"For it is a great thing, Mistress Anne, to have written a book. In all of my pot-boiling days I would never have believed it. A plot was a plot, and presto, the thing was done! The world read and forgot. But the world doesn't forget. Not when we give our best, and when we aim to get below the surface things and the shallow things and call up out of men's hearts that which, in these practical days, they try to hide.

"I suppose Brooks has told you about my eyes, and of how it may happen that I shall, for the rest of my life, be able to see through a glass darkly.

"That is something to be thankful for, isn't it? It is a rather weird experience when, having adjusted one's self in anticipation of a catastrophe, the catastrophe hangs fire. Like old Pepys, I had resigned myself to the inevitable—indeed in those awful waiting days I read, more than once, the last paragraph of his diary.

"'And so I betake myself to that course which it is almost as much as to see myself go into my grave; for which, and all the discomforts that will accompany my being blind, the good God prepare me!'

"Yet Pepys kept his sight all the rest of his life, and regretted, I fancy, more than once, that he did not finish his diary. And, perhaps, I, too, shall be granted this dim vision until the end.

"It seems to me that there are many things which I ought to tell you—I know there are a thousand things which are forbidden. But at least I can speak of Diogenes. I saw him at Crossroads the other day, much puffed up with pride of family. And I can speak of Mrs. Nancy, who is a white shadow of herself. Why doesn't Brooks see it? He was down here for a week recently, and he didn't seem to realize that anything was wrong. Perhaps she is always so radiant when he comes that she dazzles his eyes.

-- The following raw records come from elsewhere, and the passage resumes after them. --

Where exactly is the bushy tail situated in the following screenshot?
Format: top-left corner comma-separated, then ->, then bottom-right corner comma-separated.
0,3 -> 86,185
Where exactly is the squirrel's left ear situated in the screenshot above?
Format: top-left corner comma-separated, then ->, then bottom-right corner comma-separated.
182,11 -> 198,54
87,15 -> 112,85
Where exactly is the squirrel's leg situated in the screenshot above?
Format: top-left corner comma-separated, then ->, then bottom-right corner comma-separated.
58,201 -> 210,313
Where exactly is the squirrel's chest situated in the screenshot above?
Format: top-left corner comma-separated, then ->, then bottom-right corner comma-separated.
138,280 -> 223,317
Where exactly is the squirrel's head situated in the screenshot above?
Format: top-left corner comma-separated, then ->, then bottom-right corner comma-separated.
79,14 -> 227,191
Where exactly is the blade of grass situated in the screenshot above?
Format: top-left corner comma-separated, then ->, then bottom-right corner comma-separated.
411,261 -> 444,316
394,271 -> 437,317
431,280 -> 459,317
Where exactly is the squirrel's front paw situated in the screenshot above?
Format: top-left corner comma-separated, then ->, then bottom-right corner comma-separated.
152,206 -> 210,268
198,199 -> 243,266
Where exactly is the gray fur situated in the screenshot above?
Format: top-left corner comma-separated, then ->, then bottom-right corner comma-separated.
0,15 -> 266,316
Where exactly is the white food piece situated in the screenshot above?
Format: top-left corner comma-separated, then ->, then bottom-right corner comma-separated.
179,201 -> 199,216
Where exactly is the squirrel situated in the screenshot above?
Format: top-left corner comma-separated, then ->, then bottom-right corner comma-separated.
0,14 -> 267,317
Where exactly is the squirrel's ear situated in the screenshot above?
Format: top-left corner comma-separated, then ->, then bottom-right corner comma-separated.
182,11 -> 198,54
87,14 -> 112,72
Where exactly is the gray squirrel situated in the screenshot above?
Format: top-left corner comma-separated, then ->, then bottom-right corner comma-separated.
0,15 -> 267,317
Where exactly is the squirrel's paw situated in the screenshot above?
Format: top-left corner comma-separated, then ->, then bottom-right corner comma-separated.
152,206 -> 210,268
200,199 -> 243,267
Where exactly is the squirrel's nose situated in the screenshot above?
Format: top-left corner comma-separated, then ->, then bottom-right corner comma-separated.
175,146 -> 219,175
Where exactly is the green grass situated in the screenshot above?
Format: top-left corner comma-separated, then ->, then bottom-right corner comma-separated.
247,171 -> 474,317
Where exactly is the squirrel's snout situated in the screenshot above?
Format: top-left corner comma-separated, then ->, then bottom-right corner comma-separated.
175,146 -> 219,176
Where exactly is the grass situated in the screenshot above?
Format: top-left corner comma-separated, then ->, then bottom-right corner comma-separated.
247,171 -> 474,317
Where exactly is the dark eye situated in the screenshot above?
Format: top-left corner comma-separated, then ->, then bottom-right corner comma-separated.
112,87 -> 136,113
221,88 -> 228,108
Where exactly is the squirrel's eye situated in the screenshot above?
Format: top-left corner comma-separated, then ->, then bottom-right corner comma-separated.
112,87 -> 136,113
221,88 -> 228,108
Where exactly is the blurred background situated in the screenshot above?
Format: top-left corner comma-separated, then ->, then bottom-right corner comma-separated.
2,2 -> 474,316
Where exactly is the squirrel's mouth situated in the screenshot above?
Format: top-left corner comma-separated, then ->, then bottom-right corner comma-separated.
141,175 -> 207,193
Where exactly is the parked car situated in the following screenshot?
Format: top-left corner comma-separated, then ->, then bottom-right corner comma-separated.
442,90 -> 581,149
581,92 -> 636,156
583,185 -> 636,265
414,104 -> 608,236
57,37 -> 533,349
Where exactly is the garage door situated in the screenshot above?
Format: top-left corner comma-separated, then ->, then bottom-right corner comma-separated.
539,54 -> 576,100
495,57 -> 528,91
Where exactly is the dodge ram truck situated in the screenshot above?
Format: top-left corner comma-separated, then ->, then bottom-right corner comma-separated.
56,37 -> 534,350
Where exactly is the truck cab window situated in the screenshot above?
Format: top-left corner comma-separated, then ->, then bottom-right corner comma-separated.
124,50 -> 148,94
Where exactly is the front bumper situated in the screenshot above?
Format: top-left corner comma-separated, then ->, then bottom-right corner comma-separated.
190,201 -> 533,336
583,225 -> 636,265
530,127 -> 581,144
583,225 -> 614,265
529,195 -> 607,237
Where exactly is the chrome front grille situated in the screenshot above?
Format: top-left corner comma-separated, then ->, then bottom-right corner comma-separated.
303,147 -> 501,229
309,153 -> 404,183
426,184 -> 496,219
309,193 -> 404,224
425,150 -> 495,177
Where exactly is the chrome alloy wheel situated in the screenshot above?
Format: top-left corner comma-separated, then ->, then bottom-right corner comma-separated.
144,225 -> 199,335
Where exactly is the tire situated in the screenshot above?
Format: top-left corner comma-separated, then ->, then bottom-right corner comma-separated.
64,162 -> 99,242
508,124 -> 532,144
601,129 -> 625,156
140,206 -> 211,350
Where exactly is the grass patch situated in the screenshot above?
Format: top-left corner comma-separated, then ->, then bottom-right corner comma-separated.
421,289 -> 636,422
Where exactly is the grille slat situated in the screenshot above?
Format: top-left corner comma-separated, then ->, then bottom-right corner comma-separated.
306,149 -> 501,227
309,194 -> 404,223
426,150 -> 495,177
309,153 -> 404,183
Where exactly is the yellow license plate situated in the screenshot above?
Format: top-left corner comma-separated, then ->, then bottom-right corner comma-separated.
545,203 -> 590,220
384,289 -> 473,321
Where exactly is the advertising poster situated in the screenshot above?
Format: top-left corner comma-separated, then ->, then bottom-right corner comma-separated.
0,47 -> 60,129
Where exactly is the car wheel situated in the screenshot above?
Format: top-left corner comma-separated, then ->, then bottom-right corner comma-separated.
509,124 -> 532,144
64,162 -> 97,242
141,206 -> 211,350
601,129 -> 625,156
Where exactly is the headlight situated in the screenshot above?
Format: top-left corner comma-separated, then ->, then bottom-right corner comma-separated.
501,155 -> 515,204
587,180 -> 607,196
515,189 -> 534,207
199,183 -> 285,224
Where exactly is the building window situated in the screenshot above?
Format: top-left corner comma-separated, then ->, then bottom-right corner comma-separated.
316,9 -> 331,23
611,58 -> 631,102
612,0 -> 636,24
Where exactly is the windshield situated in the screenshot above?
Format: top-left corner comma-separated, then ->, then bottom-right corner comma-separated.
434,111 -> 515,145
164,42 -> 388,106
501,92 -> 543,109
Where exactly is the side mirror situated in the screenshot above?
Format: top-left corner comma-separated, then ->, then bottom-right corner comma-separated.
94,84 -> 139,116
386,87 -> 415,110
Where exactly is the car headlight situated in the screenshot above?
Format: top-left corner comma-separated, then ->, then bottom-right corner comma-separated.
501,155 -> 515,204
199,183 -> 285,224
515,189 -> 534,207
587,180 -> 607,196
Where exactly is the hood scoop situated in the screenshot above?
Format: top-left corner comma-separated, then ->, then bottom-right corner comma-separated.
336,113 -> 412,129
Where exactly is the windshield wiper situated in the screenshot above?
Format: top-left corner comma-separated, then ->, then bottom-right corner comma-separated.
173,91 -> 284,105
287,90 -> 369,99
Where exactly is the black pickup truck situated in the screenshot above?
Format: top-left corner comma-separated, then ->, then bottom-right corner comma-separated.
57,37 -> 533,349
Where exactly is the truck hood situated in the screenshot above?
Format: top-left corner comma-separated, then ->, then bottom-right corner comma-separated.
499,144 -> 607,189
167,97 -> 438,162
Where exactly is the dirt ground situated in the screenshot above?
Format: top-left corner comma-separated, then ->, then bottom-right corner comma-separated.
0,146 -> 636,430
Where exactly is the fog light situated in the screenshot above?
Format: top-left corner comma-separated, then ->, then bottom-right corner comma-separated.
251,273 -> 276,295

"She and Miss Sulie are a pathetic pair. I meet them on the road on their errands of mercy. They are like two sisters of charity in their long capes and little bonnets. Evidently Mrs. Brooks feels that if her son cannot doctor the community she can at least nurse it. The country folks adore her, and go to her for advice, so that Crossroads still opens wide its doors to the people, as it did in the days of old Dr. Brooks.

"And now, does the Princess still serve? I can see you with your blue bowl on your way to Peggy, and stopping on the stairs to light for me the torch of inspiration. And now all of this service and inspiration is being spilled at the feet of—Marie-Louise! Will you give her greetings, and ask her how soon I may come and worship at the shrine of her grinning old god?"

Anne, carrying his letter to Marie-Louise, asked, "Shall I tell him to come?"

"Yes. I didn't want him to go away, but he said he must—that he couldn't write here. But I knew why he went, and you knew."